Виктор Ларуссель вернулся на свое место напротив Марии, время от времени он оборачивался и пристально смотрел на Раймона. Его широкое лицо раскраснелось от вина (кроме темно-бурых мешков под глазами), казалось, он ждет, чтобы с ним наконец поздоровались. Напрасно Мария умоляла его направить взгляд в другую сторону; в Париже Ларусселю было невыносимо одно — что там кругом незнакомые лица. У себя в городе он почти не встречал людей, самый вид которых не напомнил бы ему какое-то имя, какие-то связи, — людей, которых он не мог бы с первого взгляда отнести к определенному кругу — к тем, кому следует оказывать учтивость, или к отверженным, которых знаешь, но не приветствуешь.
Такая память на лица, которую историки приписывают лишь великим людям, более чем заурядна: Ларуссель помнил Раймона, потому что видел его когда-то в окне отцовской кареты и потому что ему случалось потрепать мальчика по щеке. В Бордо, где-нибудь на Интендантской улице он бы и виду не подал, но здесь, помимо того, что он не мог свыкнуться с унижением, что его никто не узнает, у него было еще тайное желание, чтобы Мария не оставалась одна за столиком, пока он заигрывает с двумя русскими девицами. Внимательно следивший за движениями Марии, Раймон предположил, что она пытается убедить Ларусселя не заговаривать с ним; он вбил себе в голову, что и через семнадцать лет она по-прежнему видела в нем неуклюжее и робкое животное.
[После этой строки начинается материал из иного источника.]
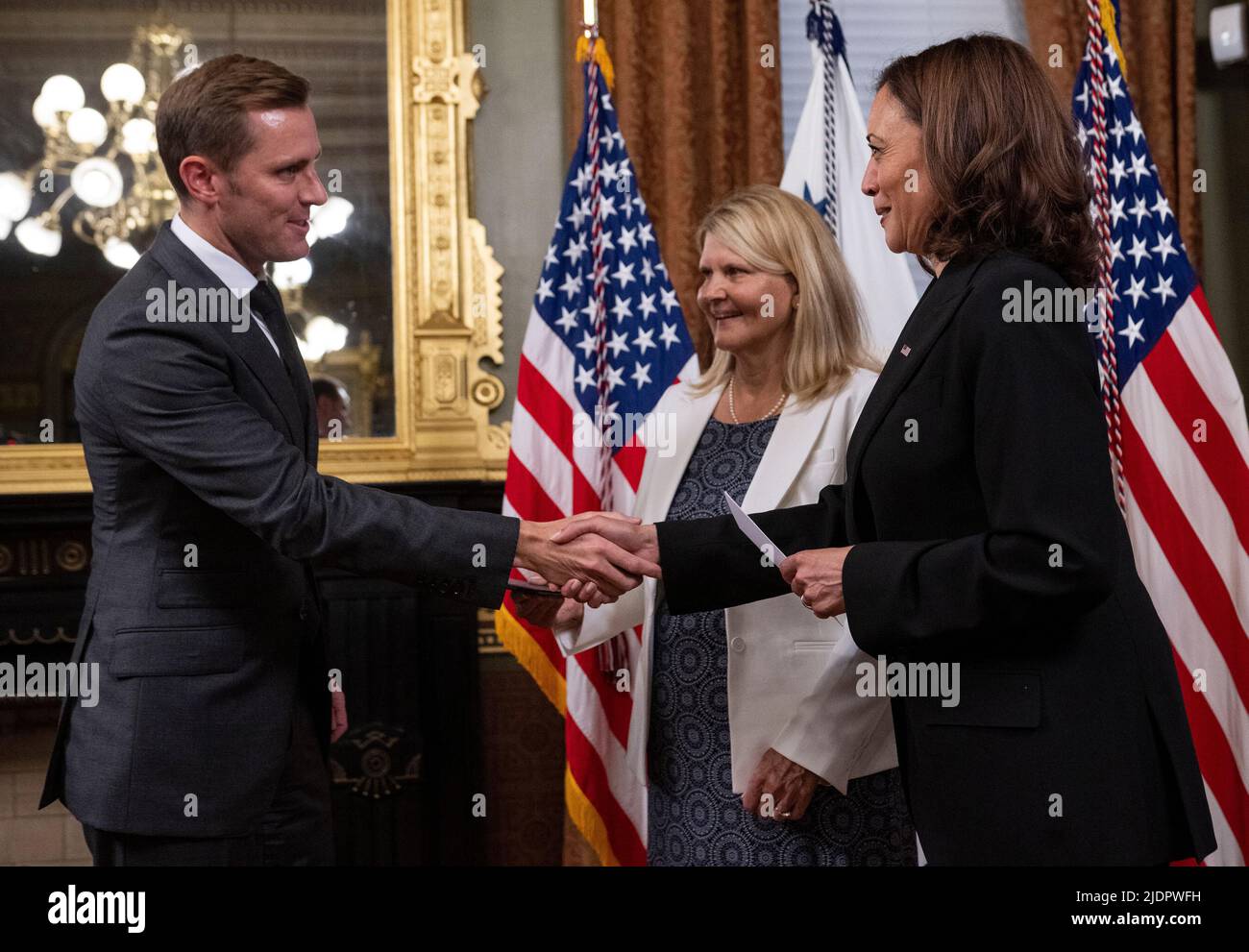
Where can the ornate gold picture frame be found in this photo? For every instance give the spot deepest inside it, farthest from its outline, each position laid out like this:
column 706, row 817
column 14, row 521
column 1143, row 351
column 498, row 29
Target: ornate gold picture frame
column 448, row 307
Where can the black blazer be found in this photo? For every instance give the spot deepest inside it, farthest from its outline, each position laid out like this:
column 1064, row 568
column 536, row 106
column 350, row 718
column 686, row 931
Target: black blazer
column 195, row 435
column 981, row 449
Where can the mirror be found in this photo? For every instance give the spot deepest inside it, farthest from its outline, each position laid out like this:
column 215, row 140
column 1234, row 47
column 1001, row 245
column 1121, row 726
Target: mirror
column 398, row 302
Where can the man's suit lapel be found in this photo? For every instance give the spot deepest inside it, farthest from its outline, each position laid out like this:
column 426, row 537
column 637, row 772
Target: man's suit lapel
column 188, row 271
column 927, row 321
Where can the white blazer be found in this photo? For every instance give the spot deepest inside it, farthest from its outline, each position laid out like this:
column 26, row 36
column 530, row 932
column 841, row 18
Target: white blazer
column 791, row 676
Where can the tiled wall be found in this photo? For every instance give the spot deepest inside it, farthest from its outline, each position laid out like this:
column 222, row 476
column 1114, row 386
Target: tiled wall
column 30, row 836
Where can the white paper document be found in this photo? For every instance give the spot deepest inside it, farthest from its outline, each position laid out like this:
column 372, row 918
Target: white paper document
column 753, row 532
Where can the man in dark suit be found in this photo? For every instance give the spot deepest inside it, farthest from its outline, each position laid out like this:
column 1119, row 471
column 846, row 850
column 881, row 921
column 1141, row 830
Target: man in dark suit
column 208, row 740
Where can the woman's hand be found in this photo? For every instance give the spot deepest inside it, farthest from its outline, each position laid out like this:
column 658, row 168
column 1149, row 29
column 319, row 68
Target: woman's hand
column 548, row 612
column 816, row 577
column 791, row 786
Молодой человек услышал, как бордосец ворчит: «А потому что я так хочу, вот и все». Его злое лицо расплылось в улыбке, и он подошел к Раймону с самоуверенностью человека, убежденного в том, что его рукопожатие — великая милость.
— Я не ошибаюсь? Вы ведь сын нашего славного доктора Куррежа, моя жена вас очень хорошо помнит — она вас знала мальчиком, в те времена, когда доктор ее лечил.
Не спрашивая, он взял бокал молодого человека и заставил его пересесть за их столик, рядом с Марией, которая быстро сунула руку Раймону и тут же отдернула.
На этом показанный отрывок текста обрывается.